Cuil shows us how not to launch a search engine
Google challenger Cuil launched last night in blaze of glory. And it went down in a ball of flames. Immediately after launch, the criticism started to pile on: results were incomplete, weird, and missing.The various articles on Cuil's failure revealed much about their architecture. Apparently they are categorizing a user query into a topic and shipping that out to topical servers. While this sort of 'topical partitioning' is interesting, it has zilch to do with relevance ranking... and suffers from a failure-point issue.. if that topic server goes down then queries against that topic will get junk results or zero results
Questions and points of discussion:
- Is it really true that a data schema partition results in a better engine than Google? No, a better engine is made by better relevance. Perhaps this is what the PR/Marketing people focused on rather than relevance.

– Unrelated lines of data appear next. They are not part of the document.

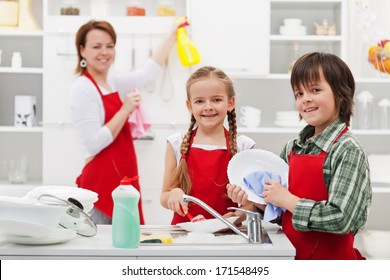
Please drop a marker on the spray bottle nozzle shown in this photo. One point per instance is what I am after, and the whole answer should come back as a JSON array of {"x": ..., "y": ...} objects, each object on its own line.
[
  {"x": 183, "y": 20},
  {"x": 127, "y": 181}
]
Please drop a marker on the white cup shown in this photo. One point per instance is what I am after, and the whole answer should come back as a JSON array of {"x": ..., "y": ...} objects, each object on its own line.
[
  {"x": 251, "y": 116},
  {"x": 249, "y": 110},
  {"x": 253, "y": 121}
]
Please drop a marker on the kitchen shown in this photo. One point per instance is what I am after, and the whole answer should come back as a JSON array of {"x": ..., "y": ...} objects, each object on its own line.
[{"x": 45, "y": 42}]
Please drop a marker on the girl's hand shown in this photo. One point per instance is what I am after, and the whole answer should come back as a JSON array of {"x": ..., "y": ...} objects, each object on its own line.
[
  {"x": 175, "y": 202},
  {"x": 132, "y": 100},
  {"x": 237, "y": 194}
]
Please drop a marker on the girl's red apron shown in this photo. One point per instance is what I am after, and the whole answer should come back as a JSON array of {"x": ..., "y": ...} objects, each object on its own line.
[
  {"x": 208, "y": 172},
  {"x": 306, "y": 180},
  {"x": 105, "y": 171}
]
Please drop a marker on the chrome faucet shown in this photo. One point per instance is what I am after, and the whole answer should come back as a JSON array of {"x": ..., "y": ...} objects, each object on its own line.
[{"x": 254, "y": 229}]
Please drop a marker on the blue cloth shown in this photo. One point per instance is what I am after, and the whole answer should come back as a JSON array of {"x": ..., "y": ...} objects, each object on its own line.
[{"x": 256, "y": 182}]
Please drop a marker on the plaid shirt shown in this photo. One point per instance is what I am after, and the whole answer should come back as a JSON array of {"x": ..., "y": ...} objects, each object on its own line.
[{"x": 347, "y": 178}]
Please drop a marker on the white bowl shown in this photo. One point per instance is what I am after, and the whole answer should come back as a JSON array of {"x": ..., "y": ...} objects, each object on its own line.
[
  {"x": 25, "y": 210},
  {"x": 292, "y": 22},
  {"x": 376, "y": 243},
  {"x": 292, "y": 30}
]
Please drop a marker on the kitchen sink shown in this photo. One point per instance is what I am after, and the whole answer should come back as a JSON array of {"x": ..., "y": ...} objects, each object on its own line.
[{"x": 182, "y": 237}]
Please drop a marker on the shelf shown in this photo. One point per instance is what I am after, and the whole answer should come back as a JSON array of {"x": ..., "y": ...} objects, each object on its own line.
[
  {"x": 23, "y": 70},
  {"x": 21, "y": 129},
  {"x": 305, "y": 38},
  {"x": 15, "y": 32},
  {"x": 282, "y": 130}
]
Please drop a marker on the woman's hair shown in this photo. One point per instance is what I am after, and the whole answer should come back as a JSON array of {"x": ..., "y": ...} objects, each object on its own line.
[
  {"x": 81, "y": 37},
  {"x": 181, "y": 176},
  {"x": 307, "y": 70}
]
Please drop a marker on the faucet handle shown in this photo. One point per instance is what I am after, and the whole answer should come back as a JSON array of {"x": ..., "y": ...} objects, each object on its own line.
[{"x": 250, "y": 215}]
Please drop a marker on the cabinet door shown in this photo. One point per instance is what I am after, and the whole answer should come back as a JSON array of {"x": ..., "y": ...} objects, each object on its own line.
[{"x": 231, "y": 34}]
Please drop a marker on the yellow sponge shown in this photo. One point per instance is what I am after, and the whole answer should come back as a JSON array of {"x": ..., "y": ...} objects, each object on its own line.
[{"x": 165, "y": 238}]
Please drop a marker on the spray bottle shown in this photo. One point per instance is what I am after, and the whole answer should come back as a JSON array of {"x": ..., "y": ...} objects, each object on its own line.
[
  {"x": 187, "y": 52},
  {"x": 125, "y": 218}
]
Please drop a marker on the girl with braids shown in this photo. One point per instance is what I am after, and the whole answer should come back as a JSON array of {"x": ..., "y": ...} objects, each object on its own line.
[{"x": 196, "y": 163}]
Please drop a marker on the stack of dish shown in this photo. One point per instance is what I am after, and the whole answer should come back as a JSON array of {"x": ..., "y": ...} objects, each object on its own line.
[
  {"x": 292, "y": 26},
  {"x": 27, "y": 221},
  {"x": 289, "y": 119}
]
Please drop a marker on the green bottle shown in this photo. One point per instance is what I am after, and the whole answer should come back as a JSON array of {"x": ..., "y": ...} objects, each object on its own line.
[{"x": 125, "y": 217}]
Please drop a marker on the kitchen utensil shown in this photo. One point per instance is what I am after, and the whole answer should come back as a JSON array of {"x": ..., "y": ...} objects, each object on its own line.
[
  {"x": 30, "y": 211},
  {"x": 253, "y": 160},
  {"x": 74, "y": 218},
  {"x": 206, "y": 226},
  {"x": 86, "y": 197}
]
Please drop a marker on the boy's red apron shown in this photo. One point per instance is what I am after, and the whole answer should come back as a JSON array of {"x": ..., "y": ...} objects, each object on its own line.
[
  {"x": 306, "y": 180},
  {"x": 208, "y": 172},
  {"x": 104, "y": 172}
]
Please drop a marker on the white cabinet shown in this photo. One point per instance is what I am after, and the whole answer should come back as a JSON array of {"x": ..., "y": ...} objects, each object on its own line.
[
  {"x": 17, "y": 142},
  {"x": 284, "y": 48},
  {"x": 231, "y": 34}
]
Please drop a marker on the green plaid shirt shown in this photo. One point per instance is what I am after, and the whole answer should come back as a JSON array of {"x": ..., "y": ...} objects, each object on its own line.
[{"x": 347, "y": 178}]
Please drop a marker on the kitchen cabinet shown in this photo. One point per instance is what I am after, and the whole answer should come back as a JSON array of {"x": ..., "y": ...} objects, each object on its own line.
[
  {"x": 284, "y": 49},
  {"x": 26, "y": 80},
  {"x": 231, "y": 34}
]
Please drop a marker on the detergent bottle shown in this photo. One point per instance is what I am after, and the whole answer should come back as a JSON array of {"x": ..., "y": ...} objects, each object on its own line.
[
  {"x": 125, "y": 217},
  {"x": 188, "y": 53}
]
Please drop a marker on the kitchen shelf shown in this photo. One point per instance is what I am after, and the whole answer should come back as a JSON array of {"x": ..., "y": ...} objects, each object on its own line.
[
  {"x": 23, "y": 70},
  {"x": 305, "y": 38},
  {"x": 15, "y": 32},
  {"x": 36, "y": 129}
]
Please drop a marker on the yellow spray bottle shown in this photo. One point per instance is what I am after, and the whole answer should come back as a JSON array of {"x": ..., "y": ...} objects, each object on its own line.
[{"x": 187, "y": 52}]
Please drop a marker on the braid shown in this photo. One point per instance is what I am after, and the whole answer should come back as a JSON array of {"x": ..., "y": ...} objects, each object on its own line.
[{"x": 232, "y": 132}]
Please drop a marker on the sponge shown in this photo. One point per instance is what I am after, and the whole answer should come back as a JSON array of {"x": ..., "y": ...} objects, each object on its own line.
[{"x": 164, "y": 238}]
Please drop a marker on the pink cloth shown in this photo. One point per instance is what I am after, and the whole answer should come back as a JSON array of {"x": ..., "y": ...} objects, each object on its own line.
[{"x": 139, "y": 122}]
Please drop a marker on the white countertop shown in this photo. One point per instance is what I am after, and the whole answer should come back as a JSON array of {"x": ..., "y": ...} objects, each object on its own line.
[{"x": 100, "y": 247}]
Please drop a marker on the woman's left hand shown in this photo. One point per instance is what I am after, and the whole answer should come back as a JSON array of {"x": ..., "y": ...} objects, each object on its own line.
[{"x": 132, "y": 100}]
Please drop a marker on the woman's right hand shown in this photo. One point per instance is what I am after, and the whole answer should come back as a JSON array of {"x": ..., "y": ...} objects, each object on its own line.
[
  {"x": 175, "y": 202},
  {"x": 131, "y": 101},
  {"x": 237, "y": 194}
]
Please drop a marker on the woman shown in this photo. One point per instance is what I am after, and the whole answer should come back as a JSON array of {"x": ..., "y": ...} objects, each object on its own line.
[{"x": 101, "y": 104}]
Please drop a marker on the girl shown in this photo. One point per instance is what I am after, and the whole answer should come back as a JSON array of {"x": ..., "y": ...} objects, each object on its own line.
[
  {"x": 329, "y": 191},
  {"x": 196, "y": 163}
]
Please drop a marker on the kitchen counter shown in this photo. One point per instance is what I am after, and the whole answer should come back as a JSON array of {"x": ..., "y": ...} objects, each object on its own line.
[{"x": 100, "y": 247}]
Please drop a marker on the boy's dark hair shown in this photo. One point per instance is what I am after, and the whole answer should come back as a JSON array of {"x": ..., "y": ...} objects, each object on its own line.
[{"x": 307, "y": 70}]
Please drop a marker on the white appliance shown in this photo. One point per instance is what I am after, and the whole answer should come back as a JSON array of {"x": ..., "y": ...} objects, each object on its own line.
[{"x": 25, "y": 110}]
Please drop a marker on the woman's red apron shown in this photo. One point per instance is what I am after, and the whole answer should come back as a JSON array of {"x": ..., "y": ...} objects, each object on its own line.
[
  {"x": 208, "y": 172},
  {"x": 104, "y": 172},
  {"x": 306, "y": 180}
]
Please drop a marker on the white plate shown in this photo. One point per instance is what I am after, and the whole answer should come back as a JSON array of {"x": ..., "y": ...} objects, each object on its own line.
[
  {"x": 249, "y": 161},
  {"x": 206, "y": 226},
  {"x": 15, "y": 227},
  {"x": 58, "y": 236}
]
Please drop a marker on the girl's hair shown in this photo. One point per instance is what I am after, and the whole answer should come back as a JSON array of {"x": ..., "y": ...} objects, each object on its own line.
[
  {"x": 81, "y": 37},
  {"x": 307, "y": 70},
  {"x": 181, "y": 176}
]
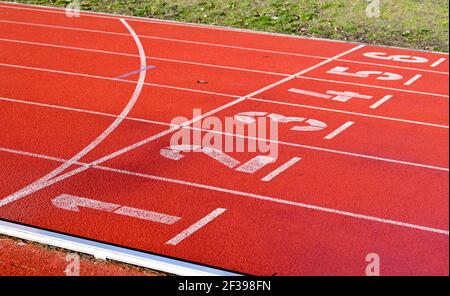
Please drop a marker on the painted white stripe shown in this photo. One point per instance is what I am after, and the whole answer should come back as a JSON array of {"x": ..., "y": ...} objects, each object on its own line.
[
  {"x": 281, "y": 169},
  {"x": 381, "y": 101},
  {"x": 50, "y": 181},
  {"x": 37, "y": 185},
  {"x": 375, "y": 86},
  {"x": 309, "y": 93},
  {"x": 412, "y": 80},
  {"x": 115, "y": 79},
  {"x": 255, "y": 164},
  {"x": 438, "y": 62},
  {"x": 147, "y": 215},
  {"x": 339, "y": 130},
  {"x": 195, "y": 227},
  {"x": 148, "y": 57},
  {"x": 206, "y": 44},
  {"x": 240, "y": 193},
  {"x": 258, "y": 139},
  {"x": 351, "y": 113}
]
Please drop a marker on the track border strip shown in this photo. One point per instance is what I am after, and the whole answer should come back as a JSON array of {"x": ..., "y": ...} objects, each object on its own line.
[{"x": 107, "y": 251}]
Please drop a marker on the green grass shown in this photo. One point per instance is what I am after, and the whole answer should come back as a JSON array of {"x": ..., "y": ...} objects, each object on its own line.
[{"x": 420, "y": 24}]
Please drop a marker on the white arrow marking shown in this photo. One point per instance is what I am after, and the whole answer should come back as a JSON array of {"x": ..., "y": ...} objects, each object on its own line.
[
  {"x": 72, "y": 203},
  {"x": 255, "y": 164}
]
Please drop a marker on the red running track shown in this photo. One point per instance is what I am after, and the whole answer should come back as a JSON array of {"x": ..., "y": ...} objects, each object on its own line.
[{"x": 373, "y": 178}]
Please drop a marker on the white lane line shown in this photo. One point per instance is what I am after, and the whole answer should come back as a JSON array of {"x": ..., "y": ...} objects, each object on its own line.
[
  {"x": 339, "y": 130},
  {"x": 281, "y": 169},
  {"x": 148, "y": 57},
  {"x": 244, "y": 194},
  {"x": 38, "y": 184},
  {"x": 252, "y": 138},
  {"x": 381, "y": 101},
  {"x": 115, "y": 79},
  {"x": 412, "y": 80},
  {"x": 199, "y": 43},
  {"x": 195, "y": 227},
  {"x": 131, "y": 147},
  {"x": 165, "y": 39},
  {"x": 252, "y": 99},
  {"x": 438, "y": 62},
  {"x": 375, "y": 86},
  {"x": 351, "y": 113}
]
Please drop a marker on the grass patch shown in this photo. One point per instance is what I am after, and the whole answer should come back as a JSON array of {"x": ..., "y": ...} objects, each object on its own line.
[{"x": 419, "y": 24}]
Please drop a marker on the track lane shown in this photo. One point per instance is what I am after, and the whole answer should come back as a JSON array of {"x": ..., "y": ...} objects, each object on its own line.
[{"x": 340, "y": 244}]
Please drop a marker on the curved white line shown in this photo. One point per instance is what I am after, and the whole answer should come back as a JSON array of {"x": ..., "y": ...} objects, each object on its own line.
[{"x": 39, "y": 184}]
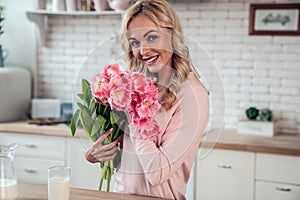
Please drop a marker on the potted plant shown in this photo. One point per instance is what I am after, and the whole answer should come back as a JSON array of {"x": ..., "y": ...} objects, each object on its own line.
[{"x": 258, "y": 122}]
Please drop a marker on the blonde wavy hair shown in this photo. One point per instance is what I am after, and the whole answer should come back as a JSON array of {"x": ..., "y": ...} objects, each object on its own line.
[{"x": 163, "y": 15}]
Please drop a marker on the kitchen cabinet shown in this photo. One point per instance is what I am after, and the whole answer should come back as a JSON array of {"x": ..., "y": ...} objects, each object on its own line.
[
  {"x": 230, "y": 174},
  {"x": 83, "y": 174},
  {"x": 225, "y": 174},
  {"x": 277, "y": 177},
  {"x": 40, "y": 18},
  {"x": 35, "y": 154}
]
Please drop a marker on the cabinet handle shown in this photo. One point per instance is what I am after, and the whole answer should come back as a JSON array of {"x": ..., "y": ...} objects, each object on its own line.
[
  {"x": 283, "y": 189},
  {"x": 31, "y": 146},
  {"x": 224, "y": 166},
  {"x": 31, "y": 171}
]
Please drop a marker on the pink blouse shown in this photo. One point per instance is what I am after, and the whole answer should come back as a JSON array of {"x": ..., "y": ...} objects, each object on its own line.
[{"x": 161, "y": 167}]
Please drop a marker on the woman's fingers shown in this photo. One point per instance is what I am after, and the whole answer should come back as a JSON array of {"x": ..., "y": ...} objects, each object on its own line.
[
  {"x": 100, "y": 152},
  {"x": 102, "y": 137},
  {"x": 102, "y": 156}
]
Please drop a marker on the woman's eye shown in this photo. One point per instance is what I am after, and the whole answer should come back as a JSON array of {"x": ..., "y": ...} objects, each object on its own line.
[
  {"x": 152, "y": 37},
  {"x": 134, "y": 43}
]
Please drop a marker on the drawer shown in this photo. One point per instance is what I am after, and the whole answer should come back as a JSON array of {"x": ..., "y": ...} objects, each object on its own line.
[
  {"x": 36, "y": 146},
  {"x": 34, "y": 170},
  {"x": 268, "y": 190},
  {"x": 279, "y": 168}
]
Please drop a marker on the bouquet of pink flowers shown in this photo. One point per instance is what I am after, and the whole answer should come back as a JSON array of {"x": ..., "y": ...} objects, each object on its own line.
[{"x": 113, "y": 96}]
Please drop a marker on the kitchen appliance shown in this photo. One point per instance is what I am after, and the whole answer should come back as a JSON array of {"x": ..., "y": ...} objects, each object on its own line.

- How do you simulate load post launch load when you have no idea how widely the free press will be distributed?
- Free post launch press is invaluable to your buisiness.. squandering it might be a deathblow.
- Why not launch more quietly in early adopter tech-press and then go try and get mainstream press when you have proven the system?
- Trading on your status as ex-Googlers (and not early ones at that) seems VERY dubious. Stand on your own feet rather than someone else's.
- The absolute hottest area of information retrieval research right now is using user click-streams to improve the relevance live and on-line (learning to rank), as well as personalize results. These are differentiating features (if they result in improved relevance).
- Cuil keeps ZERO user history or assigns session/user-ids. This will make it very difficult to follow this trend.. unless they are using someone else's cookies to do the identification via analytics partner (no evidence of this).
- The other hot area of IR research is using semantic analysis and NLP to break away from simple keyword based inverted indicies. Hakia still seems to be doing it better than Cuil... or at least will appear to as long as the topical partitions keep crashing under the load.
- Risk analysis is a fantastic tool in organizing and prioritizing your work on new products.. it seems they missed that part before deciding to launch.
I still think they are wrong to go out as a consumer engine... Enterprise is a better play.. however if their leading market differentiator is a topical partitioning of back end servers.. then they aren't even considering this as individual Enterprise customers may not be big enough to need hundreds of servers to distribute the index like that.
Hindsight is always 20/20 and hope to hell I am not standing there redfaced as software I helped create fails upon high volume launch.